Um minuto de silêncio se passou antes que Amélia dissesse alguma coisa.

— Nossa, Sebastian — ela balançou a cabeça negativamente, a franja se espalhando por cima de seus olhos com o movimento. — Você nunca vai deixar isso cair no esquecimento, vai?

— Nunca vou perdoá-la pelo que ela fez com você — digo, minha voz endurecendo ao lembrar de Amélia caindo no chão ao ser empurrada por Astrid. — E nem você deveria. — acrescento, ainda chateado por ela ter deixado todo o episódio passar sem que a devida punição fosse aplicada.

— Não sou de guardar rancor — deu de ombros, sem se importar com a minha reprimenda. — Mas você tem razão sobre uma coisa: almoçar sozinha no dia do meu aniversário é bem solitário. Ficarei feliz de me juntar à vocês, se não for incomodar.
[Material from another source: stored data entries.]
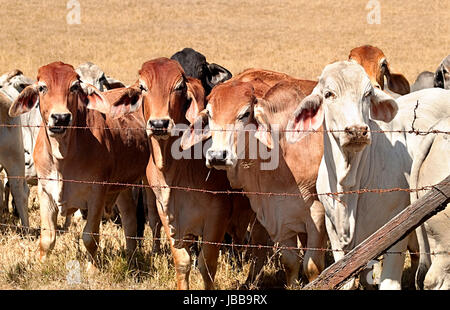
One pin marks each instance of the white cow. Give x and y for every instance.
(430, 166)
(11, 153)
(357, 155)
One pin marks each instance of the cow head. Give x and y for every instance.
(345, 99)
(58, 91)
(374, 62)
(167, 96)
(442, 75)
(231, 108)
(195, 65)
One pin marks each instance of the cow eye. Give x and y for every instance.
(75, 87)
(329, 95)
(244, 116)
(42, 88)
(180, 86)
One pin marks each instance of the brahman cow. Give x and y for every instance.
(430, 166)
(169, 98)
(195, 65)
(90, 73)
(287, 171)
(92, 154)
(441, 77)
(11, 152)
(375, 63)
(358, 156)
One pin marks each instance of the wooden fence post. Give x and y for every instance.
(393, 231)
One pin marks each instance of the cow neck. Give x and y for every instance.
(344, 173)
(161, 152)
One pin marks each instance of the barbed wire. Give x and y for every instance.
(410, 131)
(275, 247)
(228, 192)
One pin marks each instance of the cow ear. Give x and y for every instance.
(217, 74)
(382, 106)
(198, 131)
(439, 77)
(396, 81)
(308, 116)
(263, 132)
(26, 100)
(123, 101)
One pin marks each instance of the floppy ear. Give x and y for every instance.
(94, 99)
(397, 82)
(197, 131)
(26, 100)
(308, 116)
(123, 101)
(382, 106)
(263, 133)
(217, 74)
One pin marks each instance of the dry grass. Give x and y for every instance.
(298, 37)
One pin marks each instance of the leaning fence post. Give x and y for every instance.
(396, 229)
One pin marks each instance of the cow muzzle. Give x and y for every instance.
(355, 138)
(160, 128)
(219, 159)
(59, 122)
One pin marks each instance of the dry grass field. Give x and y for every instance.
(298, 37)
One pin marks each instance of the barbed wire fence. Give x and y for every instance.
(276, 247)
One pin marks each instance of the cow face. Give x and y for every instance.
(231, 114)
(58, 91)
(165, 96)
(346, 100)
(374, 62)
(442, 75)
(195, 65)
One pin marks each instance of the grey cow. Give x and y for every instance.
(12, 158)
(441, 78)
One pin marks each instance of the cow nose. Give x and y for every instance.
(217, 157)
(356, 131)
(159, 123)
(62, 119)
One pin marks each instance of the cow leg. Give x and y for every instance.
(259, 236)
(127, 209)
(207, 260)
(391, 274)
(49, 214)
(91, 229)
(19, 191)
(290, 260)
(182, 261)
(153, 219)
(314, 260)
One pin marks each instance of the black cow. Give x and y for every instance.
(195, 65)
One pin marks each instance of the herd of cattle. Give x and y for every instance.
(345, 132)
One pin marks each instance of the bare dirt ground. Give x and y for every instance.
(297, 37)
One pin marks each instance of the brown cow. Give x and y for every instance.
(231, 107)
(374, 62)
(92, 154)
(169, 98)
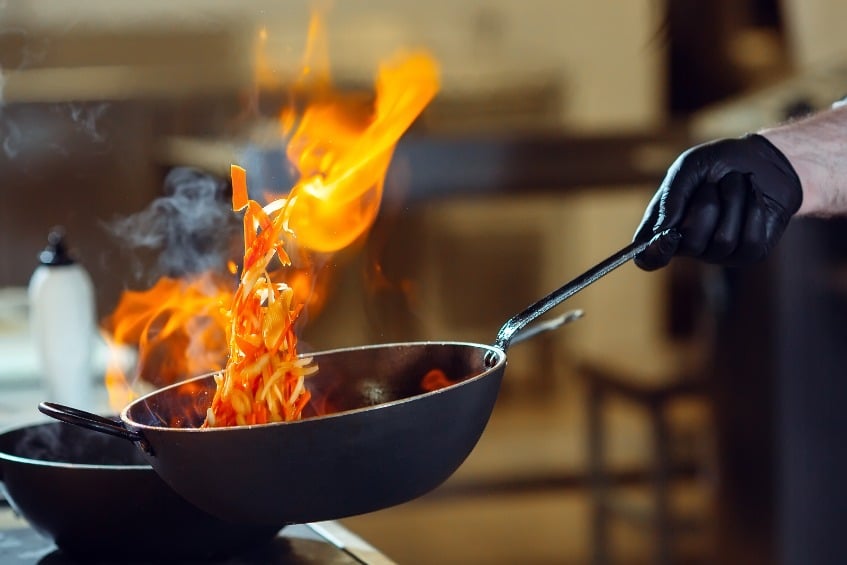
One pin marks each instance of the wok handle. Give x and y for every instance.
(518, 321)
(90, 421)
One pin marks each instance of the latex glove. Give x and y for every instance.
(729, 199)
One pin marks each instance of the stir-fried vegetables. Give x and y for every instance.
(264, 379)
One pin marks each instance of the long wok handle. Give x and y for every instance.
(88, 420)
(518, 321)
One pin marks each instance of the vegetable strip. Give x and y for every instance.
(263, 380)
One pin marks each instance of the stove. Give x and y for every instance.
(303, 544)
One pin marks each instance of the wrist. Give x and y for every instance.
(815, 148)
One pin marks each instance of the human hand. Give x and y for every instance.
(729, 199)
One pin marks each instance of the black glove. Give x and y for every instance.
(729, 199)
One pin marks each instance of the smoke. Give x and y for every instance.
(63, 443)
(191, 227)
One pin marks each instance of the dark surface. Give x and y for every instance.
(92, 495)
(779, 399)
(296, 545)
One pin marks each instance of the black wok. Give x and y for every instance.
(384, 440)
(96, 497)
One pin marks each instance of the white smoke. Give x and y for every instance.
(192, 227)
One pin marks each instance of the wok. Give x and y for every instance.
(97, 498)
(382, 440)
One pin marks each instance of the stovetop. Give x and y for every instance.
(304, 544)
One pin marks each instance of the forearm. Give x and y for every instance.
(817, 149)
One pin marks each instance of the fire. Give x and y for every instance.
(178, 328)
(341, 147)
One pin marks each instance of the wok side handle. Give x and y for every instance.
(517, 322)
(88, 420)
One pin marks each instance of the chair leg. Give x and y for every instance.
(599, 482)
(661, 485)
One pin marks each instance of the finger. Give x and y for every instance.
(733, 190)
(660, 251)
(681, 184)
(646, 228)
(700, 220)
(753, 243)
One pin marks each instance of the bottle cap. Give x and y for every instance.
(56, 253)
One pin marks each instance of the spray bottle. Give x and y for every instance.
(62, 312)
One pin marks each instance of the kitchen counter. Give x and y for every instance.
(302, 544)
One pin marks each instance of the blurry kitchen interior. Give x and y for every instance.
(643, 433)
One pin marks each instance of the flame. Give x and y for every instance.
(341, 146)
(178, 327)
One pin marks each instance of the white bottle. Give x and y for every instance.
(62, 321)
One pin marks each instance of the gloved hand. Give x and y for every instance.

— Sério? — sorri, puxando-a para perto e passando meu braço em volta de seu ombro. — Vai ser divertido, eu prometo. Você vai gostar deles.

Amélia deu uma risada baixa, contida. Meu peito vibrou com o som. Eu amava vê-la alegre desse jeito.

— É claro que vou gostar deles. Estou preocupada quanto a se eles vão gostar de mim.

— E o que há em você para não se gostar?

— Um monte de coisas.

— Você é muito modesta.

— Eu preferiria “verdadeira”.

— Hmm, acho que você tem razão. — concordei, fingindo pensar a respeito. — Não gosto da sua modéstia.

Ela me deu um tapinha nas costas, se afastando.

— Meu primeiro horário é ali — disse, indicando o laboratório mais a diante. — Eu já vou indo. Boa aula.

— Para você também. E não vá fazer como da última vez e tentar escapar pela porta dos fundos, está ouvindo? Quando acabar o último tempo e você me vir, acene na minha direção. Vença essa timidez.

— Vou tentar, capitão. — brincou, levando a mão até a testa em uma continência discreta.

— Você é linda demais. — sorri, pondo as mãos nos bolsos.

Ela estreitou os olhos para mim, ruborizando.

— Você não se cansa?

— De você? Nunca.

— Tchau, Sebastian. — falou, acenando para mim de uma forma que mais se assemelhava a “enxotando”.

— Tchau, Amélia. — respondi, quando ela deu as costas e se dirigiu para a porta que levava até o laboratório.

Não fui embora de imediato. Fiquei observando-a entrar, sem conseguir me mover um centímetro enquanto ainda pudesse vê-la. Só quando ela sumiu da minha vista me permiti seguir meu próprio caminho, flexionando os dedos da mão e lembrando da calorosa sensação que era  ter os dela em volta dos meus.